The analyst community is not mincing words about where oil prices today could go if the Hormuz closure persists. Brent crude could hit $100 per barrel as the security situation in the Middle East spirals, Barclays analysts told clients in a note. UBS analysts went further, calling it possible that the market is facing a material disruption that sends Brent spot prices above $120 per barrel. "How this ends is extremely uncertain at this point, but in the meantime oil markets will have to face their worst fears," Barclays analyst Amarpreet Singh told clients.

Analysts' forecasts range from the high $80s per barrel — around $88 to $89 if the disruption subsides quickly — to $100 to $120 per barrel if the standoff persists. In extreme scenarios, geopolitical risk premiums can push prices beyond model-based estimates entirely.

Iranian Oil Exports Also at Risk as Tehran Leadership Collapses

Oil prices today are being driven not only by the Hormuz threat but by a collapse in Iranian supply itself. Iranian oil exports could also collapse amid uncertainty about who is in charge in Tehran, domestic unrest, and labor strikes in its oil-producing regions and ports, analysts warn. The US and Israeli strikes that killed Supreme Leader Ayatollah Ali Khamenei and other top Iranian officials over the weekend have left the country's command structure in disarray.

Reports suggested Washington may consider intercepting tankers carrying Iranian crude and could deploy an additional carrier strike group. Rising oil prices and surging freight rates may now curb imports, even as China boosts discounted Russian purchases and benefits from price cuts on African and Saudi crude.
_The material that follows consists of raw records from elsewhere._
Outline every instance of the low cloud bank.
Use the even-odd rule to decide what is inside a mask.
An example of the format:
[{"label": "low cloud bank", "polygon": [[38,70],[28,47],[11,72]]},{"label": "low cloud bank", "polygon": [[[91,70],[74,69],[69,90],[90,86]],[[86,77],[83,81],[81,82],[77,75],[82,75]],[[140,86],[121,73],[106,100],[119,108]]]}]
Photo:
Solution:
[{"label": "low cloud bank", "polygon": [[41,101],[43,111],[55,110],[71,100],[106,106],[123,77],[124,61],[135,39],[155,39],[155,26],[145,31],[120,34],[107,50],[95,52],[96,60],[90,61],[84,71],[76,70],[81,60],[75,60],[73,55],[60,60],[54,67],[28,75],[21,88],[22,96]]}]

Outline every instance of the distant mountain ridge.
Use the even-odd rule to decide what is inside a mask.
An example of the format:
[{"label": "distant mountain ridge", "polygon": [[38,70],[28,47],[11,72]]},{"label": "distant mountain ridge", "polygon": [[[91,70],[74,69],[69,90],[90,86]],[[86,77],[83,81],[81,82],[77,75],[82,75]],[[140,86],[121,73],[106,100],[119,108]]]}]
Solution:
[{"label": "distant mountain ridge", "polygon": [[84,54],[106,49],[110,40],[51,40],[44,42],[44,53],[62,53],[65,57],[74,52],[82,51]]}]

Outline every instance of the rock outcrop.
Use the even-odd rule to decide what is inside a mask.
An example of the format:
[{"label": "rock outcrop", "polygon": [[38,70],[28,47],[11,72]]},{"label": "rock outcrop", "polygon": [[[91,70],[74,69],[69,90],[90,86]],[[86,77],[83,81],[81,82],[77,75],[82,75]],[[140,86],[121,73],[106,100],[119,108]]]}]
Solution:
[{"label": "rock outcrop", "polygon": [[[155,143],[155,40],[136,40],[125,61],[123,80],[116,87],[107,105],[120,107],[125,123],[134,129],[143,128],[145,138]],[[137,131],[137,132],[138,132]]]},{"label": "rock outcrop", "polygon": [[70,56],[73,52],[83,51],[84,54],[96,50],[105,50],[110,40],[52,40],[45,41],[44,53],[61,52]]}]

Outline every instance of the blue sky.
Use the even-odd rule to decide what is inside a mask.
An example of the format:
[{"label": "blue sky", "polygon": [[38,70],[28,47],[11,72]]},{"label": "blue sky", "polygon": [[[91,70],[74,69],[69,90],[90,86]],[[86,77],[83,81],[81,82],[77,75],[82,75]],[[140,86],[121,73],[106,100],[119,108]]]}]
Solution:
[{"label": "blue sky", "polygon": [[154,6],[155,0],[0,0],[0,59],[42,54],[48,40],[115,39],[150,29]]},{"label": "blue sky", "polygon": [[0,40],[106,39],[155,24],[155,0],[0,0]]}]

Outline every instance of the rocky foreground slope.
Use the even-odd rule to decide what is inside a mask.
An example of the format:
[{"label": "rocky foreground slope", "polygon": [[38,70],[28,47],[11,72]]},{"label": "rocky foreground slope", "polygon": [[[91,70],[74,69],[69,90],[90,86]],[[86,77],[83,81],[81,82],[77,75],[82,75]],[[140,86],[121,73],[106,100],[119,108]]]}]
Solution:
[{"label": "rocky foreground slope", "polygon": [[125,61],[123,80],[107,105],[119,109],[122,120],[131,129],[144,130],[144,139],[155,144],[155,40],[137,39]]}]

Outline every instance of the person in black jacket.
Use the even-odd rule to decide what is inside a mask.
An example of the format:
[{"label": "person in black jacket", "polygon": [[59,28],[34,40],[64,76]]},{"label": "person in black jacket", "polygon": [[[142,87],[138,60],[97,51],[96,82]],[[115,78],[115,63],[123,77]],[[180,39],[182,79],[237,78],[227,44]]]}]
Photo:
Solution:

OPEC Response and the Inflation Threat to the US Economy

OPEC is trying to respond — but markets are not convinced it is enough. The rising crude oil prices are influenced by military conflicts, particularly the recent US and Israeli attacks on Iranian targets and retaliatory actions from Iran. Market analysts forecast potential price elevations if geopolitical issues persist, with some expectations placing average prices for crude oil around $65 to $70 per barrel in the medium term unless escalations worsen.

Eight OPEC members announced production increases of 206,000 barrels per day beginning in April — more than analysts had been expecting — but the move has failed to calm oil markets, which are pricing in a far larger supply shock than any OPEC output tweak can offset. Higher oil prices feed directly into inflation, gasoline prices, airline costs, and freight rates — threatening to reignite the inflation battle the Federal Reserve has been slowly winning for the past two years. With Brent crude today at $84 and a potential path to $120, the energy shock from the Strait of Hormuz crisis is now the single biggest wildcard in the global economy.